L’éditeur Kaspersky a mis la main sur un arsenal de malwares ultrasophistiqués dont les traces remontent à l’agence d’espionnage américaine. C’est une plongée étourdissante dans l’art de la guerre numérique.

Le roi est nu, enfin presque. Après des mois d’enquête, les chercheurs en sécurité de Kasperky ont mis la main sur une série de logiciels d’espionnage aussi complexes que Stuxnet, utilisés par un groupe qu’ils ont baptisé « Equation Group ». Celui-ci est actif depuis au moins 2001, utilise un vaste réseau de serveurs de commande et contrôle (plus d’une centaine) et a infecté plusieurs dizaines de milliers postes partout dans le monde. Vous l’aurez compris : derrière « Equation Group » se cache en réalité… la NSA. Kaspersky ne peut pas l’affirmer à partir des éléments en sa possession, même si beaucoup d’indices pointent dans cette direction. Toutefois, cela a été confirmé auprès de Reuters par un ancien membre de l’agence américaine. Le doute n’est donc pas possible.
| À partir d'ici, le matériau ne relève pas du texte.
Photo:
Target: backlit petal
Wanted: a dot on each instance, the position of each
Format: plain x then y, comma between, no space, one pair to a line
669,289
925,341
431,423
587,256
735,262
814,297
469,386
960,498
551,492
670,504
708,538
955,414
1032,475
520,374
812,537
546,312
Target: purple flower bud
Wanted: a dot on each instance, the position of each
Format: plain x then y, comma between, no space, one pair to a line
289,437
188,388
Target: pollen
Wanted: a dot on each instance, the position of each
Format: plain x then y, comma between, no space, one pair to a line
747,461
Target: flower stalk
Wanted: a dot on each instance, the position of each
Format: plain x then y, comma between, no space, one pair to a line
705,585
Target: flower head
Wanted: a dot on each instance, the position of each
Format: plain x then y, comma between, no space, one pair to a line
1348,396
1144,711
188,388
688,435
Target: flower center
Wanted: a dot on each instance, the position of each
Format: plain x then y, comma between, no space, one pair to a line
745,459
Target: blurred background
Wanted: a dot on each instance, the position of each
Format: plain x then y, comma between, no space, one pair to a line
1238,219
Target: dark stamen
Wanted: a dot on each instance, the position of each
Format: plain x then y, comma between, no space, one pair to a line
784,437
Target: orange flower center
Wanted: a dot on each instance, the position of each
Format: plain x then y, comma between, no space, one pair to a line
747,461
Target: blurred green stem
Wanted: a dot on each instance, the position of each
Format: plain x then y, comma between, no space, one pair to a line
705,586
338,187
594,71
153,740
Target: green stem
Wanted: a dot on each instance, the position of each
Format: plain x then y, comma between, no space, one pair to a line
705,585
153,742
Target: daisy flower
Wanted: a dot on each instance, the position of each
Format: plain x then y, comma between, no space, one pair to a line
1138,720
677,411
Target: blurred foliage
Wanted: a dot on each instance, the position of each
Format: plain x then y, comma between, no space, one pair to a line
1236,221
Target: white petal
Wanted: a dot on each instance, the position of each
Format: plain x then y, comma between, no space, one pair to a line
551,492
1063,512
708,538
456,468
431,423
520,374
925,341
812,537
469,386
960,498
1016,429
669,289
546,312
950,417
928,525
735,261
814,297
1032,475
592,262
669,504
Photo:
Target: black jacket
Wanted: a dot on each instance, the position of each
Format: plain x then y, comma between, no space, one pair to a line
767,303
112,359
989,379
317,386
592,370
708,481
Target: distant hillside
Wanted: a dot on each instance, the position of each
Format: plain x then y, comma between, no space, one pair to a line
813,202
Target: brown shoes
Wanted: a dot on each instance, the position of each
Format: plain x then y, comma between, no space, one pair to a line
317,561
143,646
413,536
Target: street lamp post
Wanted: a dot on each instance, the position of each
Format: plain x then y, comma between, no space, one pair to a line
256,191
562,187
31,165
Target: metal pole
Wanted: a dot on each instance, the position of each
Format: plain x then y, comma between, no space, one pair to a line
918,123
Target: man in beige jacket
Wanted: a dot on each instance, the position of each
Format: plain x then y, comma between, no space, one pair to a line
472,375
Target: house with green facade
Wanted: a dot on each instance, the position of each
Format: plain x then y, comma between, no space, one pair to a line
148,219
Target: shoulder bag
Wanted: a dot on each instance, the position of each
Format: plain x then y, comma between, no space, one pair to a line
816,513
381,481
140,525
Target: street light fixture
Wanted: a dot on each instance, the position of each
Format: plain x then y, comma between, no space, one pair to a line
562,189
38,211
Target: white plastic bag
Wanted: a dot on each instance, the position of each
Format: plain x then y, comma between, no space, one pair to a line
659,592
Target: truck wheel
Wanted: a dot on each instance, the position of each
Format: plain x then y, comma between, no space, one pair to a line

Kaspersky a découvert environ 500 victimes dans le monde , mais estime le nombre total à plusieurs dizaines de milliers.
Kaspersky a découvert environ 500 victimes dans le monde , mais estime le nombre total à plusieurs dizaines de milliers.

Parmi la demi-douzaine de logiciels d’espionnage analysés, il y en a un qui surpasse tous les autres, car il est capable de reprogrammer (« flasher ») les firmwares de presque tous les disques durs du marché : Maxtor, Western Digital, Samsung, Toshiba, Seagate, Hitachi, IBM, Micron Technologies, etc. Dans quel but ? Pour y installer un mouchard ultrarésistant, impossible à supprimer pour le commun des mortels. Et qui reste opérationnel même après un formatage complet du disque dur ou une réinstallation du système d’exploitation. Ce module de reprogrammation de disque dur ne sert visiblement pas pour une surveillance de masse. Selon Kaspersky, sa présence est « extrêmement rare ». Son utilisation est probablement réservée à l’espionnage de quelques cibles très particulières.

Un système de fichier caché dans la base de registre

Mais cette fonction hors du commun n’est qu’un module d’une plateforme d’espionnage bien plus large, que Kaspersky a baptisé GreyFish. Une fois qu’un ordinateur Windows a été pénétré, celui-ci s’installe en toute douceur et reste quasi invisible. En effet, pour prendre pied dans le système, GrayFish infecte le Master Boot Record, ce qui lui permet de prendre le contrôle de toute la phase de démarrage de Windows. L’ordinateur est compromis avant même qu’il même que son système ne soit lancé. Mieux : lorsque Windows a démarré, GrayFish installe dans la base de registre un système de fichier autonome et virtuel, dans lequel viendront se loger tous les modules d’espionnage et les données à récupérer. Evidemment, tout est chiffré en permanence,  même les exécutables, ce qui permet de ne pas se faire repérer par les logiciels antivirus. En cas de pépin, GrayFish s’autodétruit. Au niveau du codage, c’est donc un vrai travail d’orfèvre.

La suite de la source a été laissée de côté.